The application of NLP technology in the power grid industry is still in its early stages, with most cases remaining experimental or exploratory. Currently, very few projects have been implemented in real-world scenarios, with progress mainly stemming from POC projects by research institutions and tech companies. The data in these projects are often experimental, lacking objectivity and generalizability. From the current development perspective, data acquisition and organization in the power grid industry will pose significant challenges.
Content in the power grid field is highly specialized, requiring extensive manual annotation to train effective models. Additionally, power grid companies are traditional energy enterprises with established work methods and systems. Compared to other industries, the cost and barriers to智能化 are higher in the power grid sector. In the short term, NLP technology in the power grid industry will primarily aim to assist human work, which also requires从业人员 to adapt to and master new working methods and models.

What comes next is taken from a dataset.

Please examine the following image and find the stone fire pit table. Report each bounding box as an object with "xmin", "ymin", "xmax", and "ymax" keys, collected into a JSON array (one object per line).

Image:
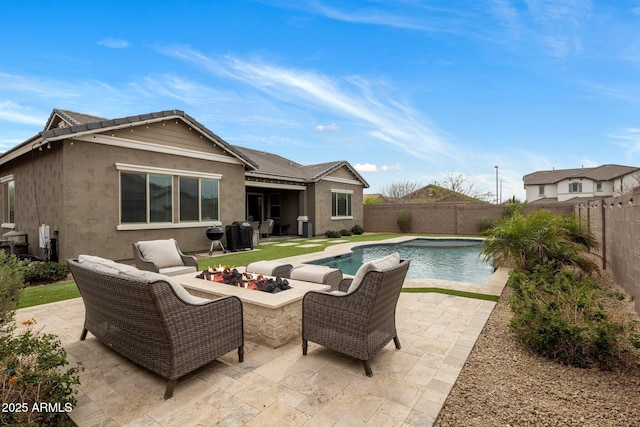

In fact, industry leaders such as China's State Grid and Southern Power Grid have been actively collaborating with multiple technology companies and university laboratories to explore the application of artificial intelligence technology in the power grid sector. This initiative aims to promote the strategic goal of grid intelligence and better serve the public. In the future, more power grid-related business data will be mined and recorded, and the primary application scenarios of NLP technology will no longer be limited to intelligent customer service centers supporting business operations. By then, intelligent technology will further penetrate into the specific management, inspection, and maintenance of power grid-related operations.